40,000 Tinder pics scraped into big data service
Trove then disappears, as folks point out the privacy problem
Amid a storm of criticism, a set of facial images built by scraping the Tinder dating service has been pulled from Kaggle.
Developer Stuart Colianni had built the 40,000-strong set of “hoes” (the charming variable name* in his source code – more below in case that repo also dies) on the premise that facial datasets are generally too small to be useful.
The Kaggle page where he published the dataset now returns a 404.
The Register has asked Kaggle, whose terms and conditions forbids crawlers, to confirm the reason for the deletion.

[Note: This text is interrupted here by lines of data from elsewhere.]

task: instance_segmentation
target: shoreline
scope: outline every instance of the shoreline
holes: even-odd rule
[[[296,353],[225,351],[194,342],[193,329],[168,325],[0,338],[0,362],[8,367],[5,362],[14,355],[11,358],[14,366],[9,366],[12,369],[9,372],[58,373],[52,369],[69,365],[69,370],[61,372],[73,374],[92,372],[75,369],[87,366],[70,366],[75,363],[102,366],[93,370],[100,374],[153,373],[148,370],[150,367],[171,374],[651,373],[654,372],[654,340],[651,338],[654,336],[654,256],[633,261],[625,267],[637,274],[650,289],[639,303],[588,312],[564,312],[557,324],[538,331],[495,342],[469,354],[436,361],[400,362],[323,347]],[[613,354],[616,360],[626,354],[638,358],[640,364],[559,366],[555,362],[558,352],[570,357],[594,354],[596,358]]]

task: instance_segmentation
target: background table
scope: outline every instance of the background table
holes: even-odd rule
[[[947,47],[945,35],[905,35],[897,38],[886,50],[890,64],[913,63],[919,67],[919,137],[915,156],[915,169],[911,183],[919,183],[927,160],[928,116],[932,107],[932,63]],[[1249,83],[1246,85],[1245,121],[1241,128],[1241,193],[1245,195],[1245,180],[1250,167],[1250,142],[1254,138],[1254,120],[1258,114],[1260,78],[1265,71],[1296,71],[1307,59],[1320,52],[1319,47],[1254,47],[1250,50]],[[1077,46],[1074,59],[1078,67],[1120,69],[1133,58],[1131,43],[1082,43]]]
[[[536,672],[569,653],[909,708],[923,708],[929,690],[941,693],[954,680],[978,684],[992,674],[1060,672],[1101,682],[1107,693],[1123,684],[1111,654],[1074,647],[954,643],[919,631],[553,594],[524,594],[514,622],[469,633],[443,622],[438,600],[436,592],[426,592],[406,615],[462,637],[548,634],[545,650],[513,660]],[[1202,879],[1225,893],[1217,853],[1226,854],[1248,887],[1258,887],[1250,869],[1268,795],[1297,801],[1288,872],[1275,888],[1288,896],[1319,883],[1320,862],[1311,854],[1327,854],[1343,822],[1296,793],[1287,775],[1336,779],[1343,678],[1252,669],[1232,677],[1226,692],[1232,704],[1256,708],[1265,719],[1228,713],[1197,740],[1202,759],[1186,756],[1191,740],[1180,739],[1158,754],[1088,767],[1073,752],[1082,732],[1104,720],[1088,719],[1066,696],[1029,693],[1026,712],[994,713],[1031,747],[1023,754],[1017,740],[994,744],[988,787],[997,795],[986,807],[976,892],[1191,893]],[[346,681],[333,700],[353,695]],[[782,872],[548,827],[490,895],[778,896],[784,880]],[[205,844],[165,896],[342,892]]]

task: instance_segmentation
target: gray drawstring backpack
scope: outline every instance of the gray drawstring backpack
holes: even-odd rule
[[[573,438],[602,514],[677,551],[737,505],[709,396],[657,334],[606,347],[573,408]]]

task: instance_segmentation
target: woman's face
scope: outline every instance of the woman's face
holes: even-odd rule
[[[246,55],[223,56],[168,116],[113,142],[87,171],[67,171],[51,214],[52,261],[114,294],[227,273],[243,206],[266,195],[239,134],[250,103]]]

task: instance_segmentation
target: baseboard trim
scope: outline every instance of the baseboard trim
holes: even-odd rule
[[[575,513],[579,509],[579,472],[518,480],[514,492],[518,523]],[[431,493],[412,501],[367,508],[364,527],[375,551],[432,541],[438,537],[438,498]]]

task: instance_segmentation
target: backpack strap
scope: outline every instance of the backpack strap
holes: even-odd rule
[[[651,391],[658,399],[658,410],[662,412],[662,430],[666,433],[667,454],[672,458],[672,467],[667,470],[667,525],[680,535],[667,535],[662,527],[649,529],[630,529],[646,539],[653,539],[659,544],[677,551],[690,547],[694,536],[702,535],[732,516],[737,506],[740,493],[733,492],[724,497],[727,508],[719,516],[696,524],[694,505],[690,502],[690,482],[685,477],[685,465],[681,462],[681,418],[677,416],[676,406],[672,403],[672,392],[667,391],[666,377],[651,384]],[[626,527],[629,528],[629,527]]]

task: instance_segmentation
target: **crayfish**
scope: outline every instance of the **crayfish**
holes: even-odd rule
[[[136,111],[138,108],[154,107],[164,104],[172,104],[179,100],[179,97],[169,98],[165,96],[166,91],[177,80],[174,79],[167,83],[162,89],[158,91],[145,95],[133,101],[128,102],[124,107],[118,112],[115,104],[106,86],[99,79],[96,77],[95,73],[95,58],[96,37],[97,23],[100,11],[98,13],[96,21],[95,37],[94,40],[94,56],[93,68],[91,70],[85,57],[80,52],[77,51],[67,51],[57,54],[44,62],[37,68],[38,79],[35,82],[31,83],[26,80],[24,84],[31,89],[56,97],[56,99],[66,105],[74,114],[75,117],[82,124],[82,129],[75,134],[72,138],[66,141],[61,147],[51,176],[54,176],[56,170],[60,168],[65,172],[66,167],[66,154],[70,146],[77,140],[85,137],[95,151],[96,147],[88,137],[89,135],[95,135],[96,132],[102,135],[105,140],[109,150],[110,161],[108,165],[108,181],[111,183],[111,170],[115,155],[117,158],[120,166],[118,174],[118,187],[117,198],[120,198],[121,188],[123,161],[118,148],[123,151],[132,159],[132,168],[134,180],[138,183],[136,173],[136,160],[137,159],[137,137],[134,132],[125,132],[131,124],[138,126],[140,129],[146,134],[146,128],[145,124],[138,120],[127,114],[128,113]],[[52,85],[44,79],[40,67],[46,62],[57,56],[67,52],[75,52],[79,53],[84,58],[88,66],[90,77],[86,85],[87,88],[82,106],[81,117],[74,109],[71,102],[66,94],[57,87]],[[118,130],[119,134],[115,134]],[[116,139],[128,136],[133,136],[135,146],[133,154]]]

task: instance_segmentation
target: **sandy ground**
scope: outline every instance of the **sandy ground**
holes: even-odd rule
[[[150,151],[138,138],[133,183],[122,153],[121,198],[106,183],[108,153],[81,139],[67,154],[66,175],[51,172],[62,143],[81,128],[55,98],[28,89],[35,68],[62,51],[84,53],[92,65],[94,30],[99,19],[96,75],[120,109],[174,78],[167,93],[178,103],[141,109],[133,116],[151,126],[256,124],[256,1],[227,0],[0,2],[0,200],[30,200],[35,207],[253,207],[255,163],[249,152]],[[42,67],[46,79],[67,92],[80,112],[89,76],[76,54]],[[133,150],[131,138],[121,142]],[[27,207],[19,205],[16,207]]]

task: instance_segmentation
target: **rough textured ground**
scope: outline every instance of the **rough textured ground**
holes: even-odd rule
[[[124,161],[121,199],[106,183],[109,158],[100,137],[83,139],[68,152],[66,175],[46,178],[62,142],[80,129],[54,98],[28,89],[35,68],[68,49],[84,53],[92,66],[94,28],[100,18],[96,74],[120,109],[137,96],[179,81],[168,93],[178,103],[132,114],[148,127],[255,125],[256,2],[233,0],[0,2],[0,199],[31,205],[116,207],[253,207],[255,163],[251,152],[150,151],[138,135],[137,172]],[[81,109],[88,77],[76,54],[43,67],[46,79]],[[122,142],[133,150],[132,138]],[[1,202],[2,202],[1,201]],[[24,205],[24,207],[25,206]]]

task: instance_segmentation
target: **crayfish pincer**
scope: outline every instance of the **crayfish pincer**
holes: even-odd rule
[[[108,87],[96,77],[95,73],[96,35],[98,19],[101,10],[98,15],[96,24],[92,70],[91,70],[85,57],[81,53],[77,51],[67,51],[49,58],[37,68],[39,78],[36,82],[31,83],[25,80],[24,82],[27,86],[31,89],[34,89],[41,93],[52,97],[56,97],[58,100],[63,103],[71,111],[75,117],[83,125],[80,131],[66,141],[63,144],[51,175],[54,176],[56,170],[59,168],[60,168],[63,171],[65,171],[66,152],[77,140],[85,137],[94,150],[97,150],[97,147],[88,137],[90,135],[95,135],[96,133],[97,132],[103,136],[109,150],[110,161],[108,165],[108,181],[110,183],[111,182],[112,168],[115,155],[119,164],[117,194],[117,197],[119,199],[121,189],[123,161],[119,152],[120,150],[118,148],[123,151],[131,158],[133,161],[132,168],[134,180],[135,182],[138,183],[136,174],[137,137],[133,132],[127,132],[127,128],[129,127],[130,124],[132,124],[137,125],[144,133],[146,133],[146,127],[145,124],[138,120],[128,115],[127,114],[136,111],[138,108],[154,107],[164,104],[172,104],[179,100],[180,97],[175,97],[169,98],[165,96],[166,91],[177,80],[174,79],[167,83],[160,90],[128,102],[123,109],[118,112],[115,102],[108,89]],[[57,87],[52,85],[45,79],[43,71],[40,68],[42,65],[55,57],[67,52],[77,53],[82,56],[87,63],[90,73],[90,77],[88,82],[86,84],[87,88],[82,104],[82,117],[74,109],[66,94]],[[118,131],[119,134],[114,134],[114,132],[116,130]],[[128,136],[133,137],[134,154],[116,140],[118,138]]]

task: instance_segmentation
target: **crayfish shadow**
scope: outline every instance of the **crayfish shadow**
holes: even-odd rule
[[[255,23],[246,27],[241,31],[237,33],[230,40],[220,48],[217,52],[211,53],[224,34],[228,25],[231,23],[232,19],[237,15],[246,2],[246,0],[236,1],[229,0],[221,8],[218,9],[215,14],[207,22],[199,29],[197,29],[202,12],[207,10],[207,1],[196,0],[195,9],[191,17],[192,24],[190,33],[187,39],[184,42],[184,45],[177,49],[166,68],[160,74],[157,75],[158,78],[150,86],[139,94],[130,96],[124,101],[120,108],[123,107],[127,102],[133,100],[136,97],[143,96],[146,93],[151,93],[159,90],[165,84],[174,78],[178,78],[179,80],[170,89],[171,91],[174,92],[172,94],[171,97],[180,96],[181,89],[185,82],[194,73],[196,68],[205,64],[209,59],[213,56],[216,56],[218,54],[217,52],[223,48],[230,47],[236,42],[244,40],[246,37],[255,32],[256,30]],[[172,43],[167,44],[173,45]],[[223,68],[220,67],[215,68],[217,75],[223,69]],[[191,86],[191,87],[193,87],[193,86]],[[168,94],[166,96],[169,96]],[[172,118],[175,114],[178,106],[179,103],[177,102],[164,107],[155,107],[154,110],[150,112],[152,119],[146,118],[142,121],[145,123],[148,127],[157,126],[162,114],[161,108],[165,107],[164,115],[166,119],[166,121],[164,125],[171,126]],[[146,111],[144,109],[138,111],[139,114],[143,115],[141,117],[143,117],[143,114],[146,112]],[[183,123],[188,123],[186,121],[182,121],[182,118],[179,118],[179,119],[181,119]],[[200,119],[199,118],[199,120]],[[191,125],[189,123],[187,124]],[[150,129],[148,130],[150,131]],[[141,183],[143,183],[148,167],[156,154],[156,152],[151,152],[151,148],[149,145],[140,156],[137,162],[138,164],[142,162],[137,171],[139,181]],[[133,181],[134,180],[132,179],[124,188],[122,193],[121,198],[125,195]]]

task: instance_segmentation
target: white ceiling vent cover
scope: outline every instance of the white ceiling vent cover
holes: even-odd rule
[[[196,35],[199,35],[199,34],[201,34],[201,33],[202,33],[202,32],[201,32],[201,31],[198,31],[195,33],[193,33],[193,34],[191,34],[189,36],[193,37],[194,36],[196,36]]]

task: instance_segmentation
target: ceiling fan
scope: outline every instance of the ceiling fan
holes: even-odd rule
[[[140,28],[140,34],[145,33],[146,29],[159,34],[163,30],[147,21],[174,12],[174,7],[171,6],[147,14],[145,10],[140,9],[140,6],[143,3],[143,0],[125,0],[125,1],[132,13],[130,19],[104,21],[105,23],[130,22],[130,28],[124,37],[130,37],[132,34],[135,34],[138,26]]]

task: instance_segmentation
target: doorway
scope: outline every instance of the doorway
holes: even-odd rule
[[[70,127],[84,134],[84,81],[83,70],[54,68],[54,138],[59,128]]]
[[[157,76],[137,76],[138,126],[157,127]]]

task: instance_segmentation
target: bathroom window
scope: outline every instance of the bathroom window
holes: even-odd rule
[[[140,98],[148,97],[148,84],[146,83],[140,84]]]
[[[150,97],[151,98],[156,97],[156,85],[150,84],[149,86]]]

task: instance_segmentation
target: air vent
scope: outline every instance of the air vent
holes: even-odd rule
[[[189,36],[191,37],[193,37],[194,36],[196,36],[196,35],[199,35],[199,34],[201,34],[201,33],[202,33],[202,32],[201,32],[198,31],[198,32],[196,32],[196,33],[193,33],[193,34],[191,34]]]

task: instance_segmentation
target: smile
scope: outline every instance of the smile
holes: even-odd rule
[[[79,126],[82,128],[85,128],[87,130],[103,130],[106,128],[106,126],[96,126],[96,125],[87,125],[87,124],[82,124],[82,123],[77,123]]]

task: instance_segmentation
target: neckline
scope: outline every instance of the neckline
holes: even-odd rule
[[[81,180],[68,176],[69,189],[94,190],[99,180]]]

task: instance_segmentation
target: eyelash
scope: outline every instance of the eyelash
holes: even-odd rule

At the GitHub page, Colianni attributes the removal to a request from Tinder.
In any jurisdiction with medium-strength privacy regulations, scraping and publishing the data without consent probably represents a breach.
For example Australian privacy analyst Stephen Wilson of Lockstep told The Register scraping a dating site is “an offence akin to theft by finding” (that is, if you find a suitcase stuffed with banknotes, you're don't get to keep it, you have to try and find the owner).
Likewise, the popular hobby of inferring personally identifiable information from multiple datasets is a breach of privacy legislation in many countries.
Wilson notes that the word “public” almost never occurs in data privacy laws around the world. ®
*Bootnote: It's hard to accept the intentions as benign with code snippets like this:
# Iterate through list of subjects for hoe in hoes: # Get the subject ID sid = hoe['_id'] # Gets a list of pictures of the subject pictures = hoe['photos']
Keep it classy
We're all hoes, it seems.